Oil fields are supposed to deteriorate as they get old, and oil companies are supposed to head for cover and yell for help when prices tumble. Both notions have generally held up over the past year, and the exception that proves the rule is Shell Oil.
Almost alone among the major oil companies, Shell--the Houston-based giant now completely owned by the Royal Dutch Shell Group of London and Amsterdam--has maintained a vigorous exploration and drilling program in the face of the price collapse.
Shell's performance is especially noteworthy because it has been romping through Uncle Sam's overworked Oil Patch, especially California, where decades of intensive drilling have made a pin cushion of the landscape and where the onshore prospects draw barely a mention in the debate over the nation's energy security.

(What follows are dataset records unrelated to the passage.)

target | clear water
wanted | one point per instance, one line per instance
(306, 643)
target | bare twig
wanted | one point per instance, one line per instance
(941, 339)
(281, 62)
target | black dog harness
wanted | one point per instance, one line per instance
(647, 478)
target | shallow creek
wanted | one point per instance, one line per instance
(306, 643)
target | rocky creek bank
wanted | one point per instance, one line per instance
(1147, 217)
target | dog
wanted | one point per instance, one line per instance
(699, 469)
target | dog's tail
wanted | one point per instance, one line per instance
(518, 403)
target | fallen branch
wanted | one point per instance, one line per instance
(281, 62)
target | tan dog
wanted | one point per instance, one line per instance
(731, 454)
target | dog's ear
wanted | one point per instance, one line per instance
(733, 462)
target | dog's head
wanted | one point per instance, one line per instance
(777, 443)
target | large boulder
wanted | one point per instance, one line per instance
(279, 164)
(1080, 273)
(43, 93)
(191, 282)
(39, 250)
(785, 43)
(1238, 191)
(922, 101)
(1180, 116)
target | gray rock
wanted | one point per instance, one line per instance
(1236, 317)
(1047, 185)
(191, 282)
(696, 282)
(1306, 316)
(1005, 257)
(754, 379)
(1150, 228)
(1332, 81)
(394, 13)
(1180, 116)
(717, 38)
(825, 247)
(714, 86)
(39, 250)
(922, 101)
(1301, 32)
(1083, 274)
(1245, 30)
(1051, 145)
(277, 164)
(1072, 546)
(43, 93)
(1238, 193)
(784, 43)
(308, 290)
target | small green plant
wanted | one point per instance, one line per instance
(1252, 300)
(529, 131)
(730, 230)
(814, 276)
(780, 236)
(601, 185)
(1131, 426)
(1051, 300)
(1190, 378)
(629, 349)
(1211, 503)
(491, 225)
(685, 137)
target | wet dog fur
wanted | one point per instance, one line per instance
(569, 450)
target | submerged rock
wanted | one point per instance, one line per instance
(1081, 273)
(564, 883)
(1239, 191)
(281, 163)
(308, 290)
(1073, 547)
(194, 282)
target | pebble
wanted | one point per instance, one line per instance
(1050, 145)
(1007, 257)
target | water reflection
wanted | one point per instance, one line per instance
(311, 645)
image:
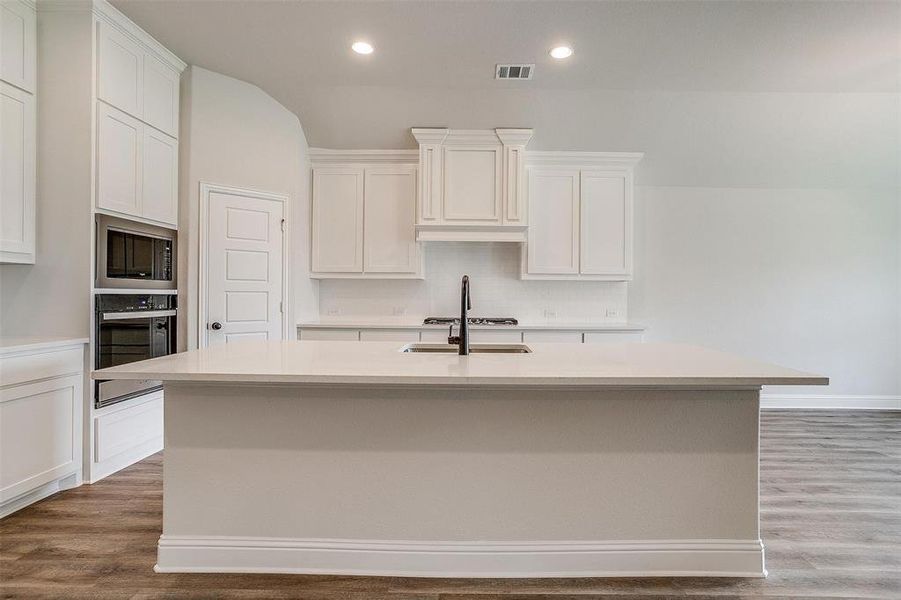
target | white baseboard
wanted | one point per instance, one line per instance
(811, 401)
(48, 489)
(650, 558)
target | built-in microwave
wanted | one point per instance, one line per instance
(134, 255)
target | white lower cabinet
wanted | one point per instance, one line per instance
(123, 432)
(435, 335)
(41, 404)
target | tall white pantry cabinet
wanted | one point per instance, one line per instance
(18, 131)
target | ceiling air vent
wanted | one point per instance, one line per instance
(514, 71)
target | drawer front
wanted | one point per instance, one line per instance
(476, 336)
(489, 336)
(121, 430)
(553, 336)
(389, 335)
(40, 434)
(42, 365)
(339, 335)
(612, 337)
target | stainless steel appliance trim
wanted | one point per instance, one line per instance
(105, 223)
(138, 314)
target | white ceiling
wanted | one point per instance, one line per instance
(434, 64)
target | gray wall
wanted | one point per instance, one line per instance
(52, 297)
(234, 134)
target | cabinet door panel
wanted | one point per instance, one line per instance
(553, 216)
(39, 433)
(160, 95)
(17, 175)
(605, 224)
(389, 221)
(472, 184)
(330, 335)
(338, 220)
(121, 70)
(159, 194)
(18, 44)
(119, 141)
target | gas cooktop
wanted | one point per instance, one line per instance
(471, 321)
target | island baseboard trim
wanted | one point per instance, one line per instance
(645, 558)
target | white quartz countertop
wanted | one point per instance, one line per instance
(381, 363)
(10, 345)
(389, 323)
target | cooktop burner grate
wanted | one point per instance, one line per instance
(471, 321)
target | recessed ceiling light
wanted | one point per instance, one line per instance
(362, 48)
(561, 52)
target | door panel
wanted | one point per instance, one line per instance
(244, 268)
(338, 220)
(159, 199)
(119, 142)
(160, 95)
(604, 223)
(553, 221)
(389, 225)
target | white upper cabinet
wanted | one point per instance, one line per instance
(18, 153)
(364, 216)
(121, 70)
(389, 236)
(159, 192)
(17, 175)
(160, 95)
(137, 123)
(18, 44)
(471, 184)
(119, 161)
(337, 220)
(580, 206)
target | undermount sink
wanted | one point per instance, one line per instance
(473, 348)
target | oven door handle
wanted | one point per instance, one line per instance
(138, 314)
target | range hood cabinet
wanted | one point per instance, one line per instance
(471, 185)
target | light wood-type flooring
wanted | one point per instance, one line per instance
(830, 517)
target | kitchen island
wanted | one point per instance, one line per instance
(570, 460)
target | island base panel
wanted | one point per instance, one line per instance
(450, 482)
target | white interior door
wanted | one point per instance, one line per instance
(244, 266)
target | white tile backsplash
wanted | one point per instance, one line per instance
(496, 290)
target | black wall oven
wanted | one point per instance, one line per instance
(134, 255)
(129, 328)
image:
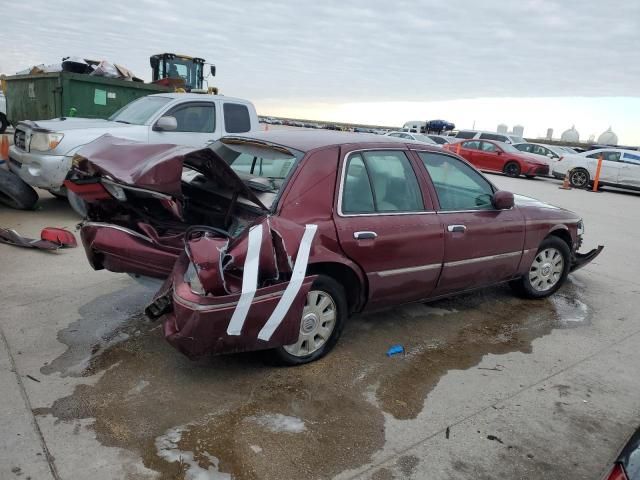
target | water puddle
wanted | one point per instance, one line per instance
(238, 417)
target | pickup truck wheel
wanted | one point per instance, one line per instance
(323, 319)
(4, 123)
(547, 272)
(511, 169)
(15, 193)
(579, 178)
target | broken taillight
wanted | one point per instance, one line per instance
(62, 237)
(89, 192)
(617, 473)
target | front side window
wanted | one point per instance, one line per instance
(489, 147)
(236, 118)
(458, 186)
(195, 118)
(524, 147)
(474, 145)
(380, 182)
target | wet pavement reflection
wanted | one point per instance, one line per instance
(239, 417)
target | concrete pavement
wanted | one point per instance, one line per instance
(491, 387)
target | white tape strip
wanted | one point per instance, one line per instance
(289, 295)
(249, 281)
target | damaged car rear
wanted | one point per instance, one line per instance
(272, 241)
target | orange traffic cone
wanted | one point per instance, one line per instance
(4, 151)
(565, 183)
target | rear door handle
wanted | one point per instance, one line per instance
(364, 235)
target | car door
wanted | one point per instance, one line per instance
(490, 156)
(482, 245)
(629, 172)
(196, 125)
(386, 224)
(610, 165)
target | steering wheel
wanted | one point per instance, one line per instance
(218, 232)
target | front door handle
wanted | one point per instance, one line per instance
(364, 235)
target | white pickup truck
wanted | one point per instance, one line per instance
(42, 150)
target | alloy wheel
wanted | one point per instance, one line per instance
(316, 326)
(546, 269)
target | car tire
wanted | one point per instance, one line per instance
(4, 123)
(546, 274)
(511, 169)
(15, 193)
(579, 178)
(324, 289)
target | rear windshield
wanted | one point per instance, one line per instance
(262, 167)
(140, 111)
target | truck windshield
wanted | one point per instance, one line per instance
(139, 111)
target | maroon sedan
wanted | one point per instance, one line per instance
(499, 157)
(271, 241)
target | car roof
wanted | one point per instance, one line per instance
(198, 96)
(307, 140)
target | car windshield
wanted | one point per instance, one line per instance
(263, 168)
(509, 148)
(139, 111)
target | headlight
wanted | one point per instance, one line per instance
(43, 142)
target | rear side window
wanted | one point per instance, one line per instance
(195, 117)
(493, 136)
(631, 158)
(380, 182)
(465, 134)
(458, 186)
(236, 118)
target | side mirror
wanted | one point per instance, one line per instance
(502, 200)
(166, 124)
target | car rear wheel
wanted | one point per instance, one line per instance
(15, 193)
(548, 270)
(322, 321)
(579, 178)
(512, 169)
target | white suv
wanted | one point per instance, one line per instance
(498, 137)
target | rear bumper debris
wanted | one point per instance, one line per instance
(582, 259)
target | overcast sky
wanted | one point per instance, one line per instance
(327, 58)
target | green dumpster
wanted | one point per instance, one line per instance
(62, 94)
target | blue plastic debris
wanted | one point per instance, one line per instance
(394, 350)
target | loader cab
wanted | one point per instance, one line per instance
(178, 71)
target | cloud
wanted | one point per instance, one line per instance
(350, 51)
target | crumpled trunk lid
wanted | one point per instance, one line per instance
(157, 167)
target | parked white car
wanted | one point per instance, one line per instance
(42, 150)
(551, 153)
(498, 137)
(620, 168)
(418, 137)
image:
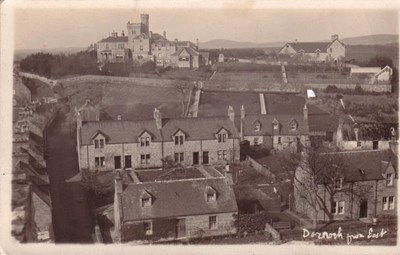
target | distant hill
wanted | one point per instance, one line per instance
(379, 39)
(20, 54)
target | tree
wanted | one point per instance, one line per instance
(317, 172)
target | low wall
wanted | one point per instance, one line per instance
(365, 87)
(259, 168)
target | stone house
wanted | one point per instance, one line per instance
(171, 210)
(274, 131)
(365, 188)
(110, 145)
(316, 51)
(141, 44)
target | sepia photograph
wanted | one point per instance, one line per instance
(242, 126)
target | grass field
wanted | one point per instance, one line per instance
(131, 101)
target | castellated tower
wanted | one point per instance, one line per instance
(144, 19)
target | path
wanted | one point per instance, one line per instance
(73, 221)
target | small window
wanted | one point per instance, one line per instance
(211, 197)
(145, 159)
(338, 184)
(99, 161)
(148, 228)
(221, 138)
(179, 157)
(255, 140)
(389, 179)
(128, 162)
(212, 222)
(146, 202)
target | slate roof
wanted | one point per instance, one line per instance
(189, 50)
(266, 125)
(177, 198)
(127, 131)
(370, 162)
(112, 39)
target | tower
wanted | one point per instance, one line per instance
(144, 19)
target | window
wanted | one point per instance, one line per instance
(211, 197)
(145, 159)
(99, 161)
(221, 154)
(255, 140)
(212, 222)
(293, 126)
(388, 203)
(144, 141)
(148, 228)
(389, 179)
(179, 157)
(339, 183)
(146, 202)
(178, 139)
(337, 207)
(221, 138)
(128, 161)
(98, 143)
(117, 162)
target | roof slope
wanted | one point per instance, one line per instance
(266, 125)
(111, 39)
(177, 198)
(370, 162)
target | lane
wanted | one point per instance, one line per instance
(73, 220)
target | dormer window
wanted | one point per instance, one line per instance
(389, 179)
(211, 194)
(178, 139)
(338, 184)
(222, 138)
(99, 143)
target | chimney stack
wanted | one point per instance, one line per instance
(157, 118)
(231, 113)
(305, 112)
(117, 206)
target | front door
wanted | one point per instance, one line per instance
(195, 158)
(205, 157)
(181, 228)
(364, 209)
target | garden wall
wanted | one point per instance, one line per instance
(366, 87)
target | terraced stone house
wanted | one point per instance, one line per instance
(113, 145)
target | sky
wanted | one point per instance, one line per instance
(67, 27)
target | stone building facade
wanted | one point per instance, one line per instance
(141, 44)
(367, 188)
(316, 51)
(110, 145)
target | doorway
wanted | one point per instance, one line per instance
(205, 157)
(195, 158)
(364, 209)
(181, 228)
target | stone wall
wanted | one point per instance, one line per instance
(382, 88)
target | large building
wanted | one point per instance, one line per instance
(113, 145)
(354, 185)
(141, 44)
(316, 51)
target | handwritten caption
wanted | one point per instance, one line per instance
(339, 235)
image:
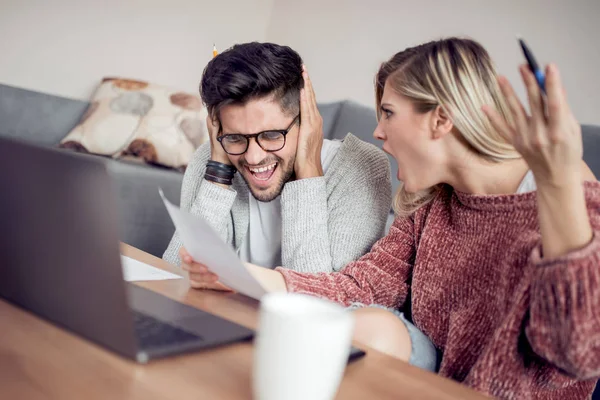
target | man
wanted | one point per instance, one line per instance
(268, 182)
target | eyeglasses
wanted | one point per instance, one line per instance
(236, 144)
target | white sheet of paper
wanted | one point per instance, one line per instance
(205, 246)
(134, 270)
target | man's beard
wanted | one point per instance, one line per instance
(274, 192)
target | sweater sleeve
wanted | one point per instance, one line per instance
(327, 223)
(204, 199)
(381, 276)
(564, 320)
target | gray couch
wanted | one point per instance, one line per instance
(45, 119)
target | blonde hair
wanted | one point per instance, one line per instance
(458, 75)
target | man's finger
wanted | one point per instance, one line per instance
(195, 268)
(310, 90)
(556, 96)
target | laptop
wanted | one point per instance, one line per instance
(59, 259)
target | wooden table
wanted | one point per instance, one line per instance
(41, 361)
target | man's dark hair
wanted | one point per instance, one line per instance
(252, 71)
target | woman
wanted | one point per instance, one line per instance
(495, 250)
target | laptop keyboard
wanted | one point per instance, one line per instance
(153, 333)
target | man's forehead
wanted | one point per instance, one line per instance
(254, 116)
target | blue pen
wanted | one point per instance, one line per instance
(533, 66)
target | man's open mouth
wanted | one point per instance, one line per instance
(263, 173)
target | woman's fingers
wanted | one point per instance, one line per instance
(558, 108)
(534, 94)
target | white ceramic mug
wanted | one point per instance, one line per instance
(301, 347)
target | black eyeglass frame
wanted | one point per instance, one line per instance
(256, 136)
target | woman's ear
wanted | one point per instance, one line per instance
(441, 123)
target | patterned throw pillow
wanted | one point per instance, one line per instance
(141, 121)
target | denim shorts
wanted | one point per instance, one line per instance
(423, 353)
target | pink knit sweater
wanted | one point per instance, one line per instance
(509, 324)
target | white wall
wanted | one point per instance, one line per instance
(65, 47)
(343, 42)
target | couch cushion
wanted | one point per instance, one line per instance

While the industry's retreat from exploration last year caused California's first production decline since 1978, Shell boosted its overall crude oil output by buying more oil fields and stepping up its exploitation of Kern County's reservoirs of heavy oil, which have been producing for at least three-quarters of a century.
Pumping steam underground to coax the oil to the surface, it has turned one dogeared field near Bakersfield into the most prolific in the 48 contiguous states, surpassing even the fabled East Texas field.
Shell's diligence on its home turf enabled it to leapfrog Exxon to become the leading driller of oil and gas wells in the United States last year as well as the nation's leading wildcat driller in unproven fields, according to Petroleum Information Corp. of Denver. In domestic oil and gas reserves, Shell surpassed Atlantic Richfield to become No. 2 behind Exxon.
Of course, if oil prices decline over the long haul, Shell might look silly. But hardly anyone expects that. Shell's performance last year is only the latest bit of evidence cited by some analysts and others to suggest that Shell might be the smartest of the big oil companies. In any case, it has taken a different road from others with comparable resources, notably Exxon.
"Shell tends to take a long-term view of the business. The worse it looks, the more they want to go ahead," says Paul D. Mlotok of the Salomon Bros. investment firm in New York. "It's a deeply ingrained corporate philosophy. Exxon has the resources, too, but they have chosen to pull back. Exxon really is more pessimistic."
Who's right? British Petroleum in effect bet with Shell last week when it announced that it will spend $7.4 billion to buy the rest of Cleveland-based Standard Oil. Mlotok agrees: "I've got oil prices at $24 (per barrel) by 1990. I agree with Shell. They will move up in their relative standing in the business when all is said and done."
Shell and its parent have long been held in high regard by the investment community. The two have been affiliated for 75 years, and Royal Dutch Shell in 1985 acquired the 30% of Shell Oil it did not already own.
By most accounts, the management of the U.S.-based firm--led since 1976 by a thoughtful, independent-minded geologist from Louisiana named John F. Bookout--has been largely given a free rein. But industry observers often paint the two with the same rosy brush: as lean, forward-looking corporations that have tended to resist the lure of short-term profits in favor of holding to long-term strategies.
No Common Strategy
"The culture of Shell Oil management unquestionably over the past 75 years would have to be influenced by Royal Dutch Shell," Bookout says. "It stands to reason. . . . But despite what the analysts might say, our strategies are not coordinated. There's not a common strategy. The companies don't even face the same kind of problems."
Shell has hardly escaped damage during the past year: Earnings plummeted by nearly half, to $883 million. In its annual report made public last week, Shell confessed that again this year it probably won't achieve its usual annual target of a 5% increase in real net income and a 15% return on equity.
(A fully consolidated subsidiary of Royal Dutch/Shell Group, Shell Oil says it continues to report earnings because it has public debt-holders and there is interest in the financial community.)
Unlike such firms as Unocal, Chevron and Phillips, the company has made it through most of the 1980s without the financial burden--or even the serious specter--of a costly takeover battle.
But a more fundamental reason that Shell Oil looks so smart today is that it decided in 1978, during a pause in the great 1970s run-up in prices, not to use the gusher of oil revenue to diversify but instead to tend to its knitting. The company gradually rationalized its oil and gas properties by buying some and selling others, stepped up exploration, trimmed its total work force, closed half its service stations and nearly tripled sales at the ones it kept.